La Belgique dispose d’un grand potentiel énergétique de flux renouvelables solaires et éoliens : 2,5% du territoire belge (800 km²) équipé de photovoltaïque ou 10% du territoire belge (3.000 km²) avec une présence éolienne (cinq éoliennes par km²), produiraient chaque année l’équivalent de la consommation électrique belge (80 TWh). Selon l’ABC de l’énergie durable, le potentiel énergétique renouvelable est donc bien présent en Belgique.

Le caractère ambitieux du scenario réside dans le rythme d’installation des équipements renouvelables qu’il propose dès aujourd’hui. Il nécessite de créer des conditions favorables à un changement de mode gestion et d’intégration de ces systèmes renouvelables dans le réseau électrique, dans nos paysages et dans nos habitudes énergétiques. Pour lui permettre de se développer, la volonté et l’action politique sont des conditions sine qua none. L’étude propose des recommandations qu’elle adresse au fédéral et aux Régions.

Pour la Belgique, il est urgent de conclure un accord énergétique ambitieux, de développer un système électrique renouvelable et flexible, d’augmenter le prix du CO2 et d’améliorer la sécurité et la flexibilité de l’approvisionnement électrique.
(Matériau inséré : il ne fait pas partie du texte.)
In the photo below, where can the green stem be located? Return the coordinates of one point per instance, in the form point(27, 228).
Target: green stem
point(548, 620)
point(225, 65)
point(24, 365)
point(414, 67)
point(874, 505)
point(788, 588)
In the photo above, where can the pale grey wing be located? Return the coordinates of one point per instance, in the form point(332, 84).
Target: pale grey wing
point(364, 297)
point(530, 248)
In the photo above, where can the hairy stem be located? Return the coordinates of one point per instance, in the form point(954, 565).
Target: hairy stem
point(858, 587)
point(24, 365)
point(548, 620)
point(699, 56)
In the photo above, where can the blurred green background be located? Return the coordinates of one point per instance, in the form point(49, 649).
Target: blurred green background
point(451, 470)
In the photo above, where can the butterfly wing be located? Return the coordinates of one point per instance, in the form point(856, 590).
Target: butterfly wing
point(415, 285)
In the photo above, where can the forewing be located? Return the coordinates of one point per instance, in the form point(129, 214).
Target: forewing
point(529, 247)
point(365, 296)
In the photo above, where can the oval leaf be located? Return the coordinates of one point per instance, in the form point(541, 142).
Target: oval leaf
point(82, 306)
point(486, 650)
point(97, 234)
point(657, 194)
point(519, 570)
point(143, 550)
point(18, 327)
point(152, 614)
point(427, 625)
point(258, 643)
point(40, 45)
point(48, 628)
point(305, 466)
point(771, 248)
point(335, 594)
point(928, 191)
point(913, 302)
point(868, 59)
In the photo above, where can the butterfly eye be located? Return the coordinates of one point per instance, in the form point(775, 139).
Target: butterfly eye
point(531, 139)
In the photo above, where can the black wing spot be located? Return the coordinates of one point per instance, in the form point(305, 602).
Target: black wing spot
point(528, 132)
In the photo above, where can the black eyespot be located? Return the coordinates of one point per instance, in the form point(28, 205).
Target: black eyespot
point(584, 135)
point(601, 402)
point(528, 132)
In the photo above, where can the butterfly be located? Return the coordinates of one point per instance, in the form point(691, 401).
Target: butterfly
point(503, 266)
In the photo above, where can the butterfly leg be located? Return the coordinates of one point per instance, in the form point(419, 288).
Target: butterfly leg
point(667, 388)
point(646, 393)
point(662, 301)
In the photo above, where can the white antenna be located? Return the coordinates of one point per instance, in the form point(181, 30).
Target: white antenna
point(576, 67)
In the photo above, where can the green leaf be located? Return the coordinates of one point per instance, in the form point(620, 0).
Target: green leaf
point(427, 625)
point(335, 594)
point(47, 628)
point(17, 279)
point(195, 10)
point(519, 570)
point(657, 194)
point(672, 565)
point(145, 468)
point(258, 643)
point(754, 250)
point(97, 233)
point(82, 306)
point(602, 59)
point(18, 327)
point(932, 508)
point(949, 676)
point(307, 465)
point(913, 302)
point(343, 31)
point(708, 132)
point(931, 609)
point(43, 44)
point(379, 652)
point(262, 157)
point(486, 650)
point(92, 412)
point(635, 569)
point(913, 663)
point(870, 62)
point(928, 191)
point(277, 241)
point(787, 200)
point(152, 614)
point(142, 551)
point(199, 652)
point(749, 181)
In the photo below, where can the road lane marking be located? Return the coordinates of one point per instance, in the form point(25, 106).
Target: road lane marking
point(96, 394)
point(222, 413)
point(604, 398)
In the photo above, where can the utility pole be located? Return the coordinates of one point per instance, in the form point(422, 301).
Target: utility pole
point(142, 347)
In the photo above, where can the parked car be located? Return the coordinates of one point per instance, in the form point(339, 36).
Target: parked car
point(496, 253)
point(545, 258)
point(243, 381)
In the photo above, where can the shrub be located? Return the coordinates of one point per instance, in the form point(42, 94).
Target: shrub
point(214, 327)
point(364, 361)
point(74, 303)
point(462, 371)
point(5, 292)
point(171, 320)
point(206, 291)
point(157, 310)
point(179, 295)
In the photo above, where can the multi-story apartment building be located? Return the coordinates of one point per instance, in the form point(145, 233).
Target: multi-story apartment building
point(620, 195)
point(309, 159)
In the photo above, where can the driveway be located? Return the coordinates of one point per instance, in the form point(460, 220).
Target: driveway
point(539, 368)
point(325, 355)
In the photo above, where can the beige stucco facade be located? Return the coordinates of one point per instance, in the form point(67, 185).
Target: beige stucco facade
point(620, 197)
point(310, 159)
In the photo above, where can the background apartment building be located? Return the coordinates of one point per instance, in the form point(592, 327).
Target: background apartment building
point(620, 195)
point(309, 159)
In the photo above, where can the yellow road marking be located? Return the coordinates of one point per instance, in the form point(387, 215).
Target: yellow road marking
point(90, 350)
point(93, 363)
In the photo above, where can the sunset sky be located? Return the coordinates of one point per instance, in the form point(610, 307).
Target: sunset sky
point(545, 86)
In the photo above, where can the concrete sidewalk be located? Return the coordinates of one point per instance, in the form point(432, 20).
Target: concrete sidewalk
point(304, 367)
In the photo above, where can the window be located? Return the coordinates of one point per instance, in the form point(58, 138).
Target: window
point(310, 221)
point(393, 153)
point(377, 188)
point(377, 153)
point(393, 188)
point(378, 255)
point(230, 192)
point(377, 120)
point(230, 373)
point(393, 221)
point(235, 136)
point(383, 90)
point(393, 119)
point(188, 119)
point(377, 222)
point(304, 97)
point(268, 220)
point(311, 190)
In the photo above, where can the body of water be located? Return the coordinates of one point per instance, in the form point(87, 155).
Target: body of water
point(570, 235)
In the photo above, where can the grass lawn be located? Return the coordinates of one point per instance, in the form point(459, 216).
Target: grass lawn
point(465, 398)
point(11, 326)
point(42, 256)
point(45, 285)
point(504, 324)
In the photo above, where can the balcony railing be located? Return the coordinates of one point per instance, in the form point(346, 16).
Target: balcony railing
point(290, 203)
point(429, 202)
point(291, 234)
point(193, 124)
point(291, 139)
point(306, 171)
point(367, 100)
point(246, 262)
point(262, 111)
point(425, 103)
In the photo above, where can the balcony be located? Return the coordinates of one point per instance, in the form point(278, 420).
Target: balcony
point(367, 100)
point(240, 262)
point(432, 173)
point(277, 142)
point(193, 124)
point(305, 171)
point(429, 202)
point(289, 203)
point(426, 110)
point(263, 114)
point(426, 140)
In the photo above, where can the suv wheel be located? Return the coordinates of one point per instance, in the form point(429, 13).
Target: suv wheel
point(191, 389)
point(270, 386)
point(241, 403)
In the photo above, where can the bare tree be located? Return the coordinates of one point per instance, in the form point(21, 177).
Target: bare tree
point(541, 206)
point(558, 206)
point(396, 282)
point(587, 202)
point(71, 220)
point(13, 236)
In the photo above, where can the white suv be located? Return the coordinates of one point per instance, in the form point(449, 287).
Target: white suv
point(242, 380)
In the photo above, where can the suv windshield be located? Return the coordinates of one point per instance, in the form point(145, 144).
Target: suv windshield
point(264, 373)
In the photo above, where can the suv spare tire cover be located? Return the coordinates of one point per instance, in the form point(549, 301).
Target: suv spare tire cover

Graphique : L’éolien terrestre en Belgique depuis 2000, avec une projection jusqu’en 2030

Pour la Flandre, l’étude recommande de la transparence et de la participation, des objectifs flamands ambitieux (La Flandre peut atteindre 49% d’énergie renouvelable dans la consommation finale d’électricité régionale en 2030), des mesures ciblées d’efficacité énergétique et un plan d’action pour le solaire photovoltaïque. Elle préconise également d’accélérer le développement de l’éolien, de limiter le recours à la biomasse pour la production électrique, de veiller à un cadre stable pour les investissements dans les renouvelables, de renforcer les actions d’efficacité énergétique et de travailler de concert avec les autres niveaux institutionnels belges.

Pour la Wallonie, l’étude recommande de se mettre en ligne avec le défi climatique, de développer une politique coordonnée d’efficacité et de sobriété énergétique, de revoir l’ambition renouvelable à la hausse (en 2030, 15.040 GWh d’électricité renouvelables représenteraient 79% de la consommation finale d’électricité régionale), de développer la biomasse (dans les mêmes quantités mais autrement), de redonner confiance au solaire photovoltaïque, de débloquer l’éolien, de sortir de son île énergétique.


Tableau : Comparaison des objectifs du scenario des ONG environnementales et des objectifs du Gouvernement wallon (Cap Gemini). Source APERe.

A ce sujet, rappelons la position d’Inter Environnement Wallonie adoptée en octobre 2016. L’association revendique des objectifs renouvelables wallons bien plus ambitieux. « Les projections insuffisantes de développement des énergies renouvelables prévues par le Gouvernement wallon (8000 GWh en 2026) et l’absence d’une véritable stratégie de baisse de la consommation d’électricité hypothèquent gravement l’opportunité pour notre Région de se positionner comme un leader de la transition énergétique ».